Isaac Payton Sweat MySpace page

The Winchester Club in Houston (picture at the top of this post comes from this website)

5 Responses to “Ballad of the Unknown Urban Cowboy: Isaac Payton Sweat Part 2”

  1. Graeme Lynch Says:

    Great real country voice from an artist I hadn’t heard of before. Some fine songs. Thankyou…

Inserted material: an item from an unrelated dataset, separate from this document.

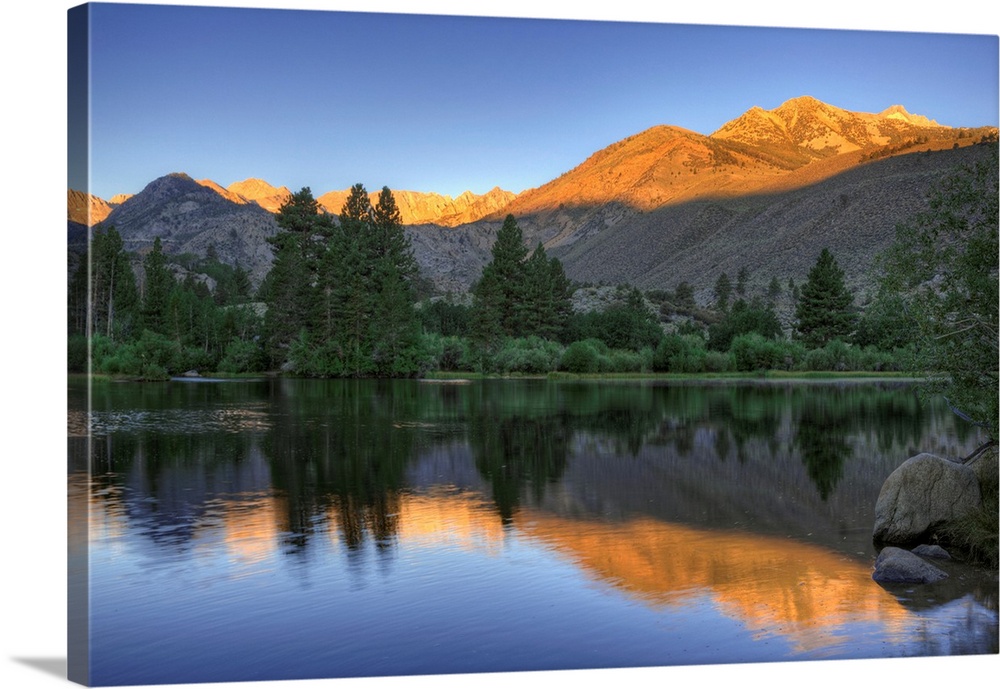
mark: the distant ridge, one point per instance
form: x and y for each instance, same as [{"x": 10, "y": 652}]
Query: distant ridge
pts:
[{"x": 660, "y": 206}]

  2. Michael Roberts Says:

    I remember meeting Ikey several times when he would visit his friend where we both worked. I can never forget when Sharon met him there once, and he exclaimed to me… “That is one crazy bitch”…He was killed that same weekend. As for me, I know it was “that crazy bitch” that pulled the trigger!

    RIP Ikey

  3. Jim Richardson Says:

    I remember going to the Winchester Club over a hundred times when Ikey played there and my friend Danny Rainwater played in Ikey’s Band. I remember seeing Ernest Tubb on stage at the Winchester and going on his Bus and there set Ikey. He said: “Bobo, did you ever think we’d be a tour bus of a famous Nashville-Texas singer.”Ikey was a great performer and entertainer and he had his click of fans. I know several times he walk to the front door of the club and go out the adjoining glass door and shake hands with folks standing in line and then hand pick 2 or 3 out of the crowd and tell the Houston Police Officer watching the door. …”let these folks on in…” KNUZ Radio DJ Arch Yancey would be a regular guest emcee as Ikey would let customers get on stage with him and participate in singing the Cotton Eyed Joe and even let some of my friends, Paul Pickell & Danny O’Dell sing Eddy Arnold’s and Conway Twitty’s songs. I left Houston in 1984 and always will remember the good times and fond memories of this deep voiced, thinbeared, big hearted, pony tailed, white boots wearin thin gentle man. RIP Ikey, God knew your heart and I know your up there with Ernest Tubb and many others and you too are now a Big Star.

  4. David White Says:

    I grew up with Ikey! We had the first band called the Continintals. We both learned to played the guitar together and bought our first guitars togather @ Port Neches Music Store. I bought a Fender Stratacaster (Sure wish I still had that guitar) and he bought a jazzmaster bass. Will never forget that day, we were pretty excited. We played together until he went with Johnny Winter and I went into the Air Force. Ikey was a fun and great guy, but that ole nasty music business just swallowed him up. He was about 10 to 15 years before his time. Will always miss the times we had.
    David White

  5. I was friends with Sharon’s Daughter Sheila in highschool before they got married. His Friends called him Ikey but Sharon and Sheila and Sharons Mother called him Isaac. My circumstances were destatute and he claimed that since I didn’t have a Dad he would be my dad. Had Thanksgiving with him and his Father and Step Mom along with Sheila and Sharon in 1984. Impressed that his Dad was willing to sell his house so that Isaac and I think his sister could own a home. I loved his apartment the furniture was 2 big but I liked how it was decorated. I didn’t know he died until I heard the Rednex Version in 2004. There is only 1 way to do the Cotton Eyed Joe and it isn’t the rednex version. Miss you Isaac.